Freiburg has been, and still is, celebrated for many things; its universities, its cathedral, its ancient buildings, in recent years for its discovery of "twilight sleep," the latest boon which science has offered to sorrow-laden humanity.
It is a curious road from Freiburg to Basle. Sometimes it is a highway, sometimes it is merely a farm road across fields. More than once we felt sure we were lost and must presently bring up in a farmyard. Then suddenly we would be between fine hedges or trees, on a wide road entering a village.
We had seen no storks when we left Freiburg. We had been told there were some in Strassburg, but no one had been able to point them out. We were disappointed, for we had pictured in our minds that, once really in the Black Forest, there would be, in almost any direction, a tall chimney surmounted by a big brushy nest, with a stork sitting in it, and standing by, supported on one very slim, very long, very perpendicular leg, another stork, keeping guard. This is the picture we had seen many times in the books, and we were grieved, even rather resentful, that it was not to be found in reality. We decided that it probably belonged only in the books, fairy books, and that while there might have been storks once, just as there had once been fairies, they had disappeared from mortal vision about the same time—that nobody in late years had really seen storks—that—
But just then we really saw some ourselves—sure-enough storks on an old steeple, two of them, exactly as they always are in the pictures, one nice mother stork sitting in a brushy nest and one nice father stork standing on his stiff, perpendicular leg.

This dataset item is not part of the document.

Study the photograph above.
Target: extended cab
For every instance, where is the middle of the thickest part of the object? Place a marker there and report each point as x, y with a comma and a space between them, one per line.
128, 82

We stopped the car to gaze. The church was in an old lost-looking village, which this stork seemed to own, for there were no others, and the few people we saw did not appear to have anything like the stork's proprietary interest. We could hardly take our eyes from that old picture, suddenly made reality.
We concluded, however, that it was probably the only stork family in Germany; but that, also, was a mistake. A little farther along, at another village, was another old stubby steeple, and another pair of storks, both standing this time, probably to see us go by. Every village had them now, but I think in only one village did we see more than a single pair. That little corner of the Schwarzwald will always remain to us a part separated from the rest of the world—a sort of back-water of fairyland.
The German customs office is on one side of a road, the Swiss on the other, and we stopped in a shady place and interviewed both. We did not dread these encounters any more. We had long since learned that if there was one class of persons abroad likely to be more courteous than others to travelers, that class is the customs officials.
This particular frontier was in the edge of Basle, and presently we had crossed a bridge and were in the city, a big, beautiful city, though not so handsome as Freiburg, not so rich in color, not quite so clean and floral.
We did not stop in Basle. There are wonders to be seen, but, all things considered, we thought it better to go on. With good luck we might reach Vevey next day, our European headquarters and base of supplies. We had been more than two months on the road already; it was important that we get to headquarters—more important than we knew.